Italian Sausage and Bean SoupSoup du jour chez Michelle was Italian Sausage and Beans. I got home at 5:30, by 6:00 it was simmering away and I was setting the table, and at 6:15 we were soup-soup-souping away. With a little planning we could have had a salad and a crusty baguette, but – still – in under an hour, we were having a lovely bowl of soup and feeling all warm and cozy inside.

Here’s the “recipe”, adapted loosely from dozens and dozens of episodes of James Martin making soup on Ready Steady Cook, with my own Cajun twists here and there.

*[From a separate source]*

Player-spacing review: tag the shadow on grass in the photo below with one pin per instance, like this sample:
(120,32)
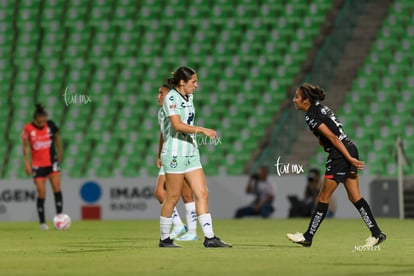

Michelle’s Italian Sausage and Bean Soup


  • 2 tbsp. olive oil
  • 1 medium onion, finely sliced
  • 1 green bell pepper, diced
  • 1 red bell pepper, diced (or orange or yellow, matters not)
  • 2 stalks of celery, diced
  • 1 32-oz carton of Swanson’s beef stock
  • 1 package of Johnsville Sweet Italian Sausage, casings removed
  • 2 15.5-oz cans Hanover cannellini beans, drained and rinsed
  • 1 14.5-oz can Hunts petite diced tomatoes, with liquid
  • Seasonings


  • In a 6-quart heavy pot with lid, brown sausage in olive oil, breaking it up into small pieces. When browned, remove sausage with a slotted spoon and set aside, leaving oil in pot.
  • Add onion to pot, and sauté on medium heat. Season with kosher salt and pepper, crushed red pepper flakes, herbes de Provence or Italian herbs, and garlic powder.
  • When onion is soft, add celery, bell peppers, and tomatoes. Cook on medium heat to allow tomatoes to soften and break down, stirring often.
  • Return sausage to pot and add cannellini beans and beef stock. Stir to combine, cover, and simmer on low heat for 30 minutes. If liquid does not completely cover the solids, add more broth or water.
  • Optional: add a bag of baby spinach near the end of the cooking time to up the nutritional value, although it is pretty healthy as is. Bon appetit!